Given such a rocky history, why would anyone think that the same two countries could share MLS, much less make a go of it?
Here’s why. Neither country really cares too much for the game. (Or, as sitcom folk would say: It’s so crazy, it just might work!)
Unless you count Mexico as part of the continent–which, despite satellite evidence to the contrary, no one seems to do–soccer in North America is strictly a “niche-sport”, as former MLS commissioner Don Garber called his game. In this case, that’s probably a good thing.
First, with low ratings–marketers would say, “a highly-defined target audience”–come low expectations. Thus, there should be less squabbling over broadcast rights. The amount of advertising revenue will probably be very predictable for a long time to come, and any club that is joining the league now is probably not going to experience a lot of financial surprises–good or bad–in the near future.
Second, unlike with basketball, baseball, and American football, soccer players in the USA and Canada will generally have to be trained somewhere else (such as Mexico, South America, or even Europe).

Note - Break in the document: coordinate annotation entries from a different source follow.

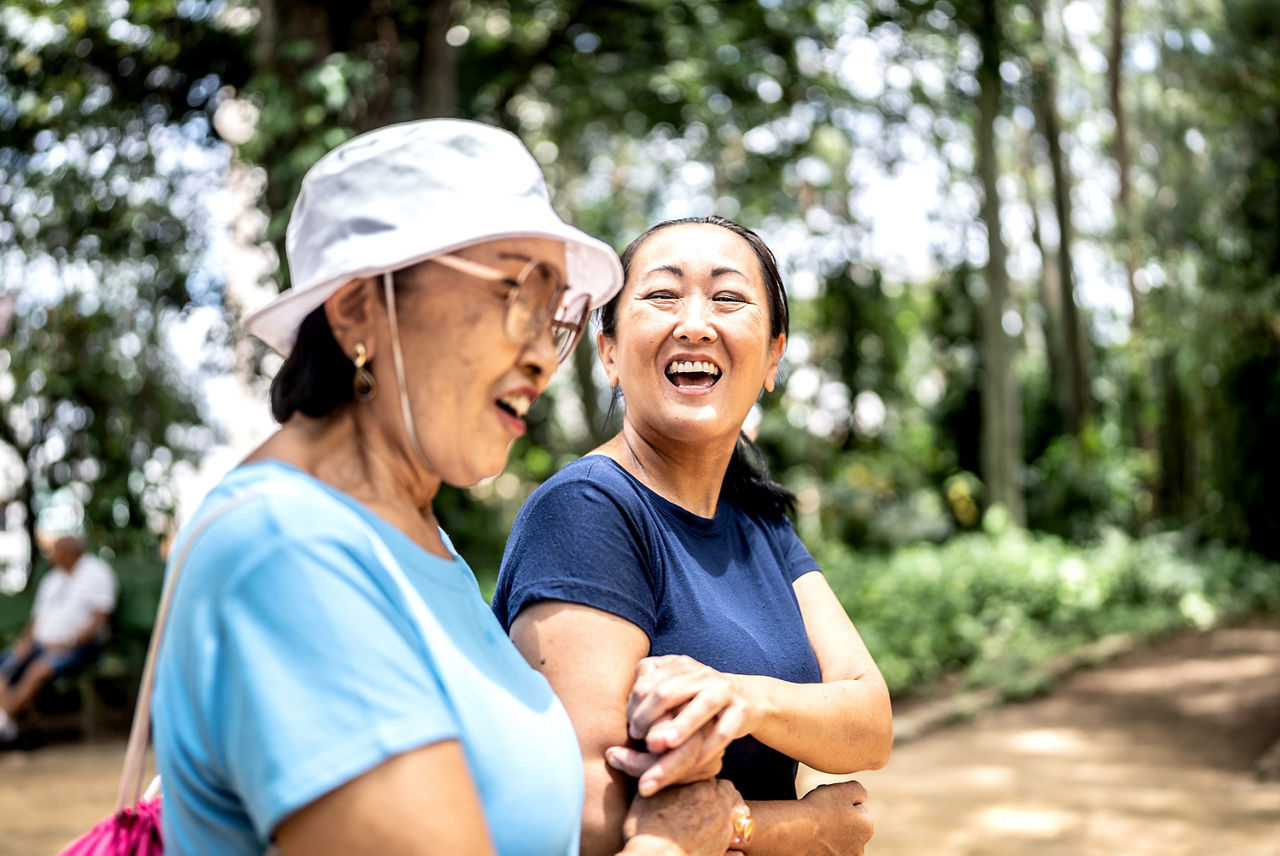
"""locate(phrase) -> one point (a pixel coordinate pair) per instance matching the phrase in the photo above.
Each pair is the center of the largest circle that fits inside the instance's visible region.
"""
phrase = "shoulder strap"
(140, 731)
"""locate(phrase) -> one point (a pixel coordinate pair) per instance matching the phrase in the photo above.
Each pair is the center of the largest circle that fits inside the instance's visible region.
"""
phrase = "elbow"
(881, 747)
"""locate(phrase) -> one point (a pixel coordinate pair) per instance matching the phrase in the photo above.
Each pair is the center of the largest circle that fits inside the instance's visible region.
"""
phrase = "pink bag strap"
(140, 731)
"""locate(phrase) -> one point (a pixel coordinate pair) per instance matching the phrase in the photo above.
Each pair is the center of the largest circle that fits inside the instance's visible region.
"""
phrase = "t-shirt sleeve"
(574, 540)
(796, 558)
(320, 677)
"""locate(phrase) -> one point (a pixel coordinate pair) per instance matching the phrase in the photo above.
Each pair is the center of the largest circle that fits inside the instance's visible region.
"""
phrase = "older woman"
(667, 554)
(332, 681)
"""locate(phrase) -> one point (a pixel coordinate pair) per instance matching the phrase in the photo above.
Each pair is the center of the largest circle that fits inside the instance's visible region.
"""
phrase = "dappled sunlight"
(1191, 673)
(1032, 823)
(1051, 741)
(990, 777)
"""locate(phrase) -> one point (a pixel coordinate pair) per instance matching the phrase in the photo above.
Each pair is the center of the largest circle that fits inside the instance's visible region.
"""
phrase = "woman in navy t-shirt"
(658, 584)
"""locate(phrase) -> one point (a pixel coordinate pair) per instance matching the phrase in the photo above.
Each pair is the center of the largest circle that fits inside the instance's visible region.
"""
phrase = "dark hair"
(746, 480)
(316, 376)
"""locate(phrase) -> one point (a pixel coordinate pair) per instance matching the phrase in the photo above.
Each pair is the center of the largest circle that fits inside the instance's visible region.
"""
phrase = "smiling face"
(469, 384)
(693, 346)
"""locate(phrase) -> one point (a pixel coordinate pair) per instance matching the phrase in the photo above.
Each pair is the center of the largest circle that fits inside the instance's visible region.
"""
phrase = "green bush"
(987, 608)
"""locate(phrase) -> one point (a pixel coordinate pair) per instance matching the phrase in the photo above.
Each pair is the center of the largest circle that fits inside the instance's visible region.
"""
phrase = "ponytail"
(748, 485)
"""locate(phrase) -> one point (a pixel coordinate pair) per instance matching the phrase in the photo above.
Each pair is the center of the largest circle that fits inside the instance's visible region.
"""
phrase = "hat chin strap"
(406, 411)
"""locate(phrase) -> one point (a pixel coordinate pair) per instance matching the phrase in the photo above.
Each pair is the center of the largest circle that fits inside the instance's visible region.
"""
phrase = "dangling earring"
(362, 384)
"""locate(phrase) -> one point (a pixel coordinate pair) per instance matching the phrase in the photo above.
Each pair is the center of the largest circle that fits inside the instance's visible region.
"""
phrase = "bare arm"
(842, 724)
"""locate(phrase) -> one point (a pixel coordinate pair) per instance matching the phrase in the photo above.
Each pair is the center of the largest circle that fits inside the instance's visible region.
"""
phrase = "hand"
(699, 818)
(696, 759)
(686, 713)
(842, 823)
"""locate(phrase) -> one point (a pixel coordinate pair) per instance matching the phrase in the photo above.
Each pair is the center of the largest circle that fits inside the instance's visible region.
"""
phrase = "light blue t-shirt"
(292, 663)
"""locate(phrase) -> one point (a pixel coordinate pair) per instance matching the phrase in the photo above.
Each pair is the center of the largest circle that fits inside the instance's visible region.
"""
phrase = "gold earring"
(362, 384)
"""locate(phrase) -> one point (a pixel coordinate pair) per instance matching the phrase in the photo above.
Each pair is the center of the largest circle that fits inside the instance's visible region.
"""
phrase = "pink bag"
(133, 828)
(133, 831)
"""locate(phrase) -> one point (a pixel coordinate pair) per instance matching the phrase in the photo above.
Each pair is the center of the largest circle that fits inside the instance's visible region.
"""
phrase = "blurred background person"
(69, 622)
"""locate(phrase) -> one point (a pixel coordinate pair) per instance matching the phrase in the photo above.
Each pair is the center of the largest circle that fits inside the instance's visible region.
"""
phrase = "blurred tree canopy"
(1032, 245)
(105, 150)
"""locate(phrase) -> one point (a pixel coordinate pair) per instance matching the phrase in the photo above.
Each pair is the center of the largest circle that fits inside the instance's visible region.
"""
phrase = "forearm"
(831, 820)
(649, 846)
(782, 828)
(607, 796)
(835, 727)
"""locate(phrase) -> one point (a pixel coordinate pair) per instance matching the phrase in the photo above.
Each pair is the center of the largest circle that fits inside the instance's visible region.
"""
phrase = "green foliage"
(105, 134)
(990, 608)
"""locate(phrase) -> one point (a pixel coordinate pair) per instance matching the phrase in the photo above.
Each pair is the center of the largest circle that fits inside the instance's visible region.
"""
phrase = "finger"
(695, 696)
(631, 761)
(700, 710)
(662, 700)
(671, 768)
(744, 825)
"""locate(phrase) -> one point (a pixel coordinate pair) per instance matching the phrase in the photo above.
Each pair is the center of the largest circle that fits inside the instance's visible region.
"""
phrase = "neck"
(350, 452)
(689, 475)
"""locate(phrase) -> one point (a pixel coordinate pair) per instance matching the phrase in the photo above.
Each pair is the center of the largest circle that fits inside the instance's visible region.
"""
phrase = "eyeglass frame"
(522, 338)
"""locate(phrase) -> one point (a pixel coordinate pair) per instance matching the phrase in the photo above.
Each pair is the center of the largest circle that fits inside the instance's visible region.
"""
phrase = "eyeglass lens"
(533, 305)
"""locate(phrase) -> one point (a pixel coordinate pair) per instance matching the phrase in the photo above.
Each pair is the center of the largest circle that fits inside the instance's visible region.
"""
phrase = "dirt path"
(1151, 754)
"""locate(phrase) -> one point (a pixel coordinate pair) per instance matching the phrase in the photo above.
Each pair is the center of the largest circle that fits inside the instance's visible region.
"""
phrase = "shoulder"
(589, 485)
(259, 517)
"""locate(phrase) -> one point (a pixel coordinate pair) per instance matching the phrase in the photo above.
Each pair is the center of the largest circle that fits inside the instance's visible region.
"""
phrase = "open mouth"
(693, 374)
(516, 404)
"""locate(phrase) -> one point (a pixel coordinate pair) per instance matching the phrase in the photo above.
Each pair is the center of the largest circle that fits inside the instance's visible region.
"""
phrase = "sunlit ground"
(1150, 756)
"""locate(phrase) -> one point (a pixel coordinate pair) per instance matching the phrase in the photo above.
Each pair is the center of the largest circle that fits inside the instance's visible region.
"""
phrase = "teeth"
(685, 366)
(516, 403)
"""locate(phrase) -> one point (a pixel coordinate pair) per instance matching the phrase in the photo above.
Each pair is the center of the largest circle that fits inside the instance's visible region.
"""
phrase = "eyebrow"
(680, 271)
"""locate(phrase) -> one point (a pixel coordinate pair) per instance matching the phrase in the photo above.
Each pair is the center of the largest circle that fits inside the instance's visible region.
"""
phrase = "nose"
(694, 323)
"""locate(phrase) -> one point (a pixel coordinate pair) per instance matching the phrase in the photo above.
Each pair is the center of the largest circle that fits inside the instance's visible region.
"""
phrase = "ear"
(607, 347)
(351, 312)
(776, 349)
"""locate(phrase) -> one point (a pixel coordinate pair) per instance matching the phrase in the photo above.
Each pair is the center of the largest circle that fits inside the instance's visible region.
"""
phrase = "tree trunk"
(1124, 206)
(1075, 396)
(437, 67)
(1001, 407)
(1048, 292)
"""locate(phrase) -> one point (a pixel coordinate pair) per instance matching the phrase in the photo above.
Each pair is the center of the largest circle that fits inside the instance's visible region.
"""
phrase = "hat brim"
(592, 269)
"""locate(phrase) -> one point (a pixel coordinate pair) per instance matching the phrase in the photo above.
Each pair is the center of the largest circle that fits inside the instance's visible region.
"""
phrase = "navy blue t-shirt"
(717, 590)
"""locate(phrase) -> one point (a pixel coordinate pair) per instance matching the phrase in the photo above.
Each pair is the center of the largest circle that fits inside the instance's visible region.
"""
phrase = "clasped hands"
(686, 714)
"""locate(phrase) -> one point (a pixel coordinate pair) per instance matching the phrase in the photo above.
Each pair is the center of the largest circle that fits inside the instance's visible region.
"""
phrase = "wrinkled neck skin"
(352, 452)
(685, 474)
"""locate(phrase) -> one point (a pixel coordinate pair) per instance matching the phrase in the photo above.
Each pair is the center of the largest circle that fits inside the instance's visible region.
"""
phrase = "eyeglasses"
(533, 302)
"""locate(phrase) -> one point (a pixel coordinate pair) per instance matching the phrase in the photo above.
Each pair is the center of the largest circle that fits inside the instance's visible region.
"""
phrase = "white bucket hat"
(400, 195)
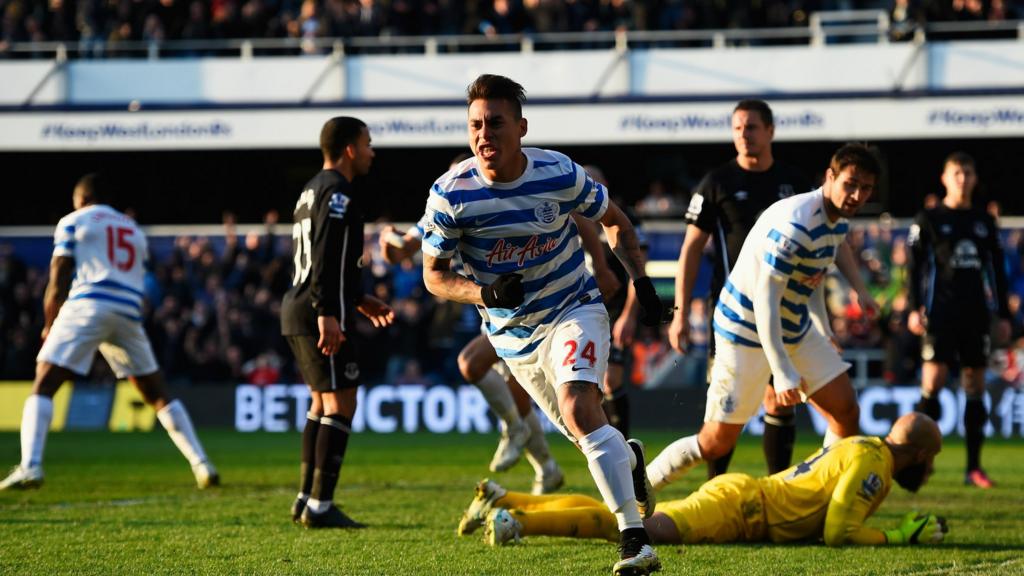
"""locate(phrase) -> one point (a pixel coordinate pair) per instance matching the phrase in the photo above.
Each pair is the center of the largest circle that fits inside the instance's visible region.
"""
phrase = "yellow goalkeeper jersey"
(832, 493)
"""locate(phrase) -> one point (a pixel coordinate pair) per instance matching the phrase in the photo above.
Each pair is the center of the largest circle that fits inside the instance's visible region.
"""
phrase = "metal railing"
(824, 28)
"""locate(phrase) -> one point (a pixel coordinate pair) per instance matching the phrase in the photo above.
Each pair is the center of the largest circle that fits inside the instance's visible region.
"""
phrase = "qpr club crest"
(351, 371)
(728, 405)
(546, 211)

When the CFL and the NFL rush to sign the same Heisman Trophy winner, the result is bad for both. But when MLS brings outstanding players like Guillermo Schelotto to Columbus, or loans out Landon Donovan to hone his game in Bundesliga, it should be (and is) looked upon as a good thing for the whole league.
Lastly, since FIFA is the final word in all matters of rules and regulations of the game, and UEFA (Union of European Football Associations) and the European leagues are the final word in commercial exploitation of the game, and South America is the unquestioned final word in talent, absolutely none of the responsibility for anything soccer-related rests in either Canada or the USA. This allows fans of MLS in both countries to join in condemning any facet of the game as they see fit.
So everybody say, “I do”, and let’s get on with it. If it doesn’t work out, you can always get divorced.